A survey of entrepreneurs conducted as part of the study showed that the sanctions have been most impactful on manufacturing sectors such as the machine and automobile industry, the chemical and electronics industry, and the service sector. The  increas in bureaucratic costs as the result of the sanctions is the greatest fraction of the economic burden.

According to Munich-based academics, if the sanctions were to be lifted, the state of North Rhine-Westphalia could gain around one billion euros a year, including 318 million euros a year for Düsseldorf alone.

Dr. Ralf Gerushkat, executive director of the South Westphalian Chamber of Commerce (Hagen), adds:

"Restrictive conditions will always challenge international business. Russia is a potentially lucrative market for our medium-sized businesses. Many manufacturing companies in South Westphalia would benefit from the lifting of restrictions. 

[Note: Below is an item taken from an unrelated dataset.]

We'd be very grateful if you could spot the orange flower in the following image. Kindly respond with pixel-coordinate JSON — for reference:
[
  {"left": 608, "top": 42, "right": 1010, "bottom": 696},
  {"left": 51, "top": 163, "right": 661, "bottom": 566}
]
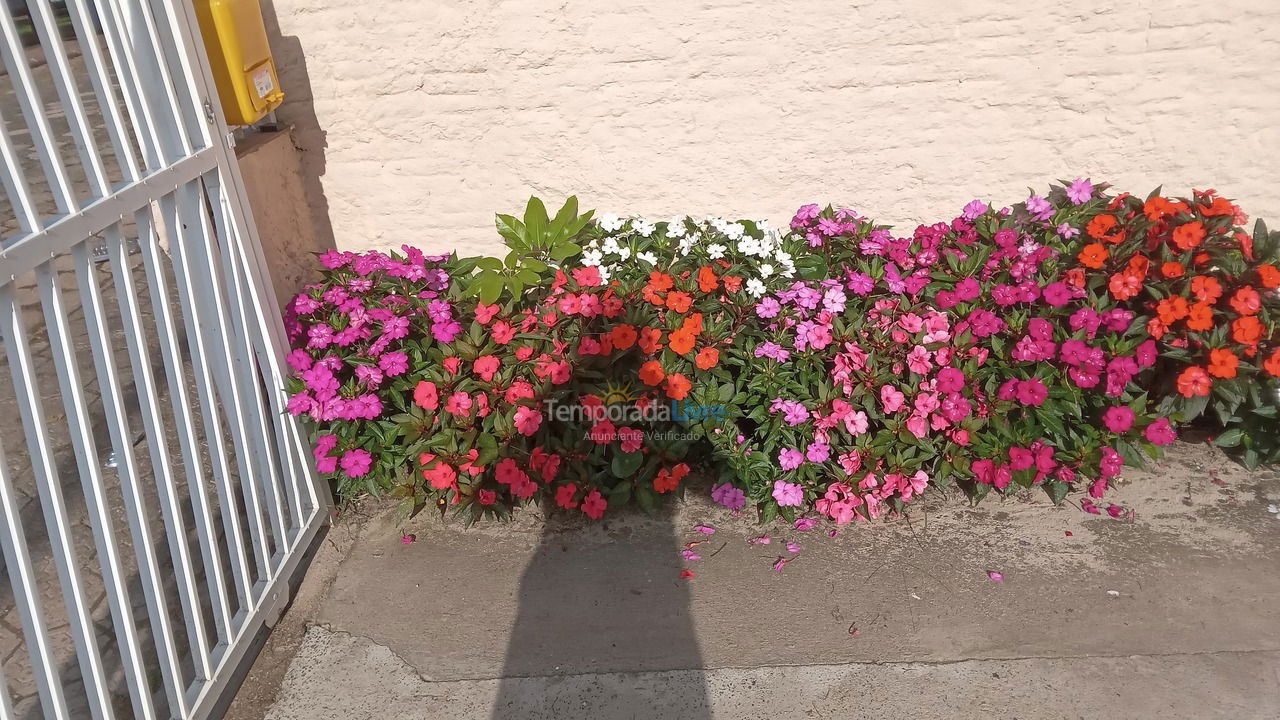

Professor Dr. Lysandra Flach, head of the Centre for Foreign Economics at the Institute for Economic Research and author of the study concludes:

"All parties could benefit from the lifting of EU sanctions, especially Russia. In Germany, all federal states, especially the eastern states, would benefit economically.

"Germany could increase its exports to Russia by more than 15 percent," explains Aaron Röschke, head of the Russian competence centre in Düsseldorf, based on further results of the study.

"The study shows once again that sanctions in the economy lead to losses on both sides. With tougher sanctions the economic losses will increase, with weaker sanctions it will be possible to increase trade turnover again," Berghausen said in conclusion.